Seit langem ist bekannt, dass (trainierte und auch untrainierte) Sportler tatsächlich unwissentlich in ihren Tod laufen können. „Mancher hat einen unerkannten Herzklappenfehler oder einen geschädigten Herzmuskel, eine Kardiomyo­pathie“, sagt Brück. In Italien und anderen Ländern, so der Kardiologe, sei das Risiko eines plötzlichen Herztodes von Marathonläufern geringer, weil sich alle Teilnehmer untersuchen lassen und die Bescheinigung vorlegen müssen. „Bei einem Ultraschall des Herzens sieht ein erfahrener Arzt strukturelle Vorerkrankungen immer“, weiß Brück.

In der Marathonprosa ist oft von „Todeszonen“ die Rede, die angeblich kurz vor dem Ziel erreicht würden. Tatsächlich gibt es – etwa bei Kilometer 36 oder bei Kilometer 19 – Triggermarken, an denen die Läufer auf ihre Uhr schauen, die letzten Reserven mobilisieren und alle Alarmglocken überhören. Das ist grob fahrlässig. Jürgen Lock, Sportwissenschaftler beim Berlin-Marathon, empfiehlt allen Läufern: „Haben Sie keine Scheu, die letzten Meter ins Ziel zu gehen.“ Gerade Freizeitsportler sollten auf übertriebene Endspurts verzichten.

Man könnte die Aspiranten beim Arzt auch aufs Fahrrad setzen – für ein Belastungs-EKG. „Das wird in der Kardiologie aber kontrovers diskutiert“, sagt Brück. Ohnedies warnt er davor, im Attest einen Freibrief zu sehen: „Wer sich nach dem Arztbesuch einen Infekt einfängt, womöglich sogar eine Myokarditis, eine Entzündung des Herzmuskels, für den kann schon eine kürzere Distanz lebensgefährlich sein.“

Vor einigen Jahren starben zwei Marathon-Läuferinnen, die eine in Boston, die andere in Washington, an einer Elektrolyt-Störung, der Hyponatriämie: Sie hatten beim Lauf zu viel getrunken. Das führte dazu, dass die Konzentration von Natrium im Körper zu niedrig wurde. Brück: „Das ist beim Laufen ebenso gefährlich, wie wenn man zu wenig trinkt.“ Es droht ein gefährliches Hirnödem, eine Flüssigkeitseinlagerung im Gehirn. „Es sind aber auch Fälle bekannt, dass Läufer gegen die Schmerzen oft Medikamente nehmen“, berichtet Brück, „das kann zu erheblichen Nierenproblemen bis hin zum Nierenversagen führen.“

Der Sportmediziner Frank Mooren sprach einmal vom „Marathon-Paradox“. Während das Training für den Lauf positive Effekte auf Herz, Bänder und das Immunsystem habe, treffe das für den Marathonlauf selbst nicht zu. Er schwäche das Immunsystem, denn er rufe eine starke Entzündungsreaktion hervor – Läufer seien eine Zeitlang anfälliger für Infekte. „Das ist eine Schutzreaktion des Körpers, damit er sich nicht noch mehr belastet“, sagt Mooren.
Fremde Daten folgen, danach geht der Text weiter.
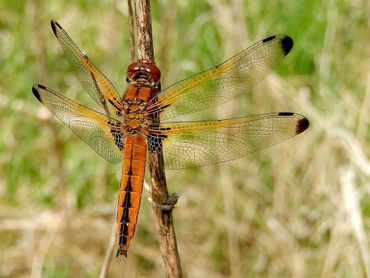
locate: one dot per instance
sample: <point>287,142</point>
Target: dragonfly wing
<point>100,132</point>
<point>188,144</point>
<point>94,81</point>
<point>223,82</point>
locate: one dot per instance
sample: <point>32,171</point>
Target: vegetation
<point>298,209</point>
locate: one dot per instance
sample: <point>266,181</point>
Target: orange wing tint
<point>189,144</point>
<point>100,132</point>
<point>224,82</point>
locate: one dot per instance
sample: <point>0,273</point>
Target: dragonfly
<point>145,118</point>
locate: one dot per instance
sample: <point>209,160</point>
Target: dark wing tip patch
<point>36,92</point>
<point>302,125</point>
<point>286,44</point>
<point>268,39</point>
<point>54,25</point>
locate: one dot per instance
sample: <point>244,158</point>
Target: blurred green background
<point>298,209</point>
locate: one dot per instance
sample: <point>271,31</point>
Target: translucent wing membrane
<point>187,144</point>
<point>93,81</point>
<point>100,132</point>
<point>224,82</point>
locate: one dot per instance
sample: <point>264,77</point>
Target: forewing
<point>223,83</point>
<point>94,81</point>
<point>188,144</point>
<point>100,132</point>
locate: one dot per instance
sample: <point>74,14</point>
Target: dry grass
<point>299,209</point>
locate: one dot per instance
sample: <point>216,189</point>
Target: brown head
<point>143,73</point>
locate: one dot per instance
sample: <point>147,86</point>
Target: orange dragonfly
<point>142,120</point>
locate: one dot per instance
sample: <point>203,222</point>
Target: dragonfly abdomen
<point>133,169</point>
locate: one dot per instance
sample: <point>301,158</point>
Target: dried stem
<point>164,220</point>
<point>131,28</point>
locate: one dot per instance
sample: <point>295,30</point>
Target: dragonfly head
<point>143,73</point>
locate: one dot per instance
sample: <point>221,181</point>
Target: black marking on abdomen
<point>155,141</point>
<point>286,44</point>
<point>268,39</point>
<point>118,138</point>
<point>285,114</point>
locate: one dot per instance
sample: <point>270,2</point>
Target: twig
<point>164,220</point>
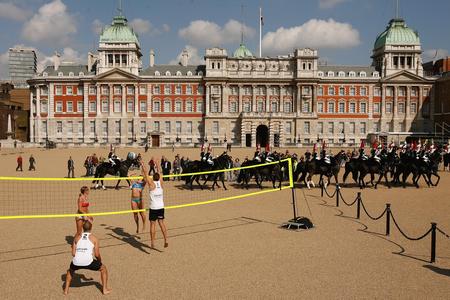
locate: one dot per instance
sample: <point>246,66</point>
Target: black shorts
<point>94,266</point>
<point>156,214</point>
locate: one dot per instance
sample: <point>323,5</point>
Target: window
<point>307,127</point>
<point>287,106</point>
<point>80,106</point>
<point>288,128</point>
<point>352,107</point>
<point>117,106</point>
<point>167,124</point>
<point>130,106</point>
<point>362,128</point>
<point>215,127</point>
<point>330,127</point>
<point>143,127</point>
<point>58,90</point>
<point>401,108</point>
<point>189,107</point>
<point>44,107</point>
<point>156,126</point>
<point>167,89</point>
<point>189,127</point>
<point>156,106</point>
<point>92,106</point>
<point>167,106</point>
<point>362,108</point>
<point>320,127</point>
<point>331,107</point>
<point>331,91</point>
<point>59,127</point>
<point>178,127</point>
<point>388,107</point>
<point>58,106</point>
<point>105,106</point>
<point>178,106</point>
<point>199,105</point>
<point>320,107</point>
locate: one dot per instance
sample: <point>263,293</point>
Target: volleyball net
<point>22,198</point>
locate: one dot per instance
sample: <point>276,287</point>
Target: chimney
<point>184,58</point>
<point>152,58</point>
<point>56,60</point>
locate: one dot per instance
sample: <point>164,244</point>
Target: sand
<point>236,249</point>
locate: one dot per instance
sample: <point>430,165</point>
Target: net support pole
<point>433,242</point>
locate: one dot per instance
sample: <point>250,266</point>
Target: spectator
<point>19,163</point>
<point>71,167</point>
<point>32,161</point>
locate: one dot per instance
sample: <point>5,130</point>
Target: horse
<point>120,167</point>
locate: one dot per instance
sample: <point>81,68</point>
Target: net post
<point>358,206</point>
<point>433,242</point>
<point>388,218</point>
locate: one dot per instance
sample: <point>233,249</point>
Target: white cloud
<point>314,33</point>
<point>194,57</point>
<point>97,26</point>
<point>330,3</point>
<point>434,54</point>
<point>207,33</point>
<point>51,24</point>
<point>9,10</point>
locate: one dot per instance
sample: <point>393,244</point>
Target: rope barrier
<point>406,236</point>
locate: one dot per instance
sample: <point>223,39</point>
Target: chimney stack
<point>152,58</point>
<point>56,60</point>
<point>184,58</point>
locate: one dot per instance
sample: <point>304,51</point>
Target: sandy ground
<point>235,249</point>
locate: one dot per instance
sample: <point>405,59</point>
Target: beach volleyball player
<point>156,204</point>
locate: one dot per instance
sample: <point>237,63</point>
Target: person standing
<point>32,161</point>
<point>70,168</point>
<point>19,163</point>
<point>156,206</point>
<point>84,248</point>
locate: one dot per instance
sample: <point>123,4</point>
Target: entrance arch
<point>262,135</point>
Trotzdem: Das Laufen auch über längere Distanzen ist – sofern vernünftig dosiert und ärztlich begleitet – der Gesundheit deutlich zuträglicher als Bewegungsmangel. Außerdem sind Marathonstrecken von vielen Sanitätern gesäumt, die sofort eingreifen können. Eine US-amerikanische Studie aus den 80er Jahren fand dagegen heraus: Das Risiko, während des Trainingslaufs im Wald aus dem Leben zu scheiden, ist um ein Zehnfaches höher als beim Berlin-Marathon: eins zu 15.000. Der einsame Wald ist also schöner, aber auch gefährlicher als der Asphalt im Rudel.